To address this, the GARCIA project generated a report on mentoring, a programme that will be developed and systematised at UCL. ‘The idea is to make the rules of the game more transparent, and guide young researchers in a more equitable way. It’s all the more necessary for women, because they have fewer mentors and role models, including in science and technology, who can advise them and facilitate access to support networks.’
A social problem?
One question remains: Can academia alone rectify gender asymmetries? Shouldn’t society as a whole provide more support for women who want to pursue an academic career? ‘Universities can’t break completely with the social models they’re part of’, Prof.
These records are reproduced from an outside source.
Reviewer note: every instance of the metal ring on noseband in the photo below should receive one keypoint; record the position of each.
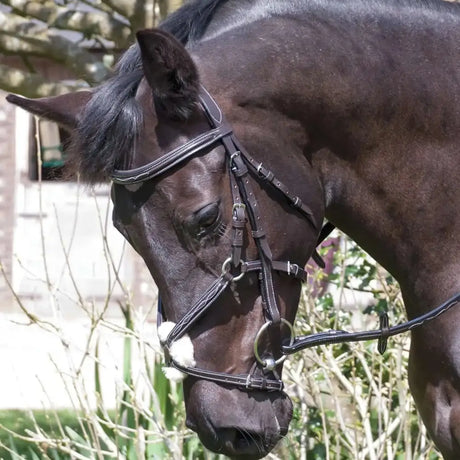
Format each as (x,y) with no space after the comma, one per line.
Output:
(226,269)
(270,364)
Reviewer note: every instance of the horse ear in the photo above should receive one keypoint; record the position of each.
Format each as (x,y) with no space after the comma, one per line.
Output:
(63,110)
(170,72)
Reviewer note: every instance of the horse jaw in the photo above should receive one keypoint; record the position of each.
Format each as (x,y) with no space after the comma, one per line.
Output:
(63,110)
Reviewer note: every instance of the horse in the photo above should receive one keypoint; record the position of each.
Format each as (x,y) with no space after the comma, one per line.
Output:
(230,132)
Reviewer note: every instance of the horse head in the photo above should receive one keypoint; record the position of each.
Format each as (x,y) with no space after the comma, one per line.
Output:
(225,248)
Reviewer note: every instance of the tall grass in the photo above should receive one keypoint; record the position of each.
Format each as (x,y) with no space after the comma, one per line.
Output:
(350,402)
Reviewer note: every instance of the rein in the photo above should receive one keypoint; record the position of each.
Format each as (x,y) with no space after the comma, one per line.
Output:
(245,208)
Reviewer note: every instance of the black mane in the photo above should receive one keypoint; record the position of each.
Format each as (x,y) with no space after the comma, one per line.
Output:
(111,122)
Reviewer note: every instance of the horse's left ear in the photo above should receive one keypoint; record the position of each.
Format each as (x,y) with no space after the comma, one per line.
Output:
(63,110)
(170,72)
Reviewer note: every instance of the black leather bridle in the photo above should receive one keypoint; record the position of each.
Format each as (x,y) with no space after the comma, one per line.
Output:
(246,208)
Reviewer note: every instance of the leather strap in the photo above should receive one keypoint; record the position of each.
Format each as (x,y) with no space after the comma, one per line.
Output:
(171,159)
(382,334)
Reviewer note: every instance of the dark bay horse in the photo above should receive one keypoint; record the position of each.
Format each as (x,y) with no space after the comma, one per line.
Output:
(355,106)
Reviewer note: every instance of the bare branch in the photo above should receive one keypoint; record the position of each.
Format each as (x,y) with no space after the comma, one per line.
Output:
(21,37)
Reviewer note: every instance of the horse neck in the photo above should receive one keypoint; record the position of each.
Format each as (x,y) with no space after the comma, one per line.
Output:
(380,122)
Fusulier concedes. ‘That said, they have room for manoeuvre to change the rules of the game. For example, when it comes to gender, Switzerland is quite a traditional society, but this doesn’t impede the University of Lausanne from developing a highly proactive gender policy and investing significantly in supporting women’s research careers.’ If they can’t change the world, universities can try to change themselves.
Candice Leblanc
(1) Austria, Belgium, Iceland, Italy, the Netherlands, Switzerland and Slovenia. (2) ‘Gendering the Academy and Research: combating Career Instability and Asymmetries’: www.garciaproject.eu.
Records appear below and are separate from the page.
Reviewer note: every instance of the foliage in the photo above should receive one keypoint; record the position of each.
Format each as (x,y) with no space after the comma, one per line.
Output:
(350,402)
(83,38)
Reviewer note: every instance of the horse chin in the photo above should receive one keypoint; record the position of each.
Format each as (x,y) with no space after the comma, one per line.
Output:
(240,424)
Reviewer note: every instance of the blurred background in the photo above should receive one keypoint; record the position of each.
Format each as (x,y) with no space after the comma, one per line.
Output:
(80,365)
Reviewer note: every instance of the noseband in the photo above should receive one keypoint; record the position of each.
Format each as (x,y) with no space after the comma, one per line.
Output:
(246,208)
A glance at Bernard Fusulier's bio
1993 Master’s Degree in Sociology, UCL
1995-2001 Teaching Assistant, UCL
2000 PhD in Sociology, UCL
2001-2003 Marie Curie Individual Fellowship, University of Aberdeen, Scotland
Since 2003 FNRS Research Associate and Associate Professor, UCL
2004 European Re-Integration Grant
2005-2008 Manager, Anthropology and Sociology Unit, UCL
Since 2009 Secretary General then President of the Association belge francophone de Sociologie et d’Anthropologie (‘Belgian Francophone Association
of Sociology and Anthropology’)
Since 2011 Professor, UCL
Since 2016 FNRS Research Director
2016-2018 Chair, Femmes et Sciences (‘Women and Science’) Committee of the French Community of Belgium
Prof. Fusulier’s research has been funded mainly by the European Union, FNRS, Belgian Federal Science Policy and the French Community of Belgium.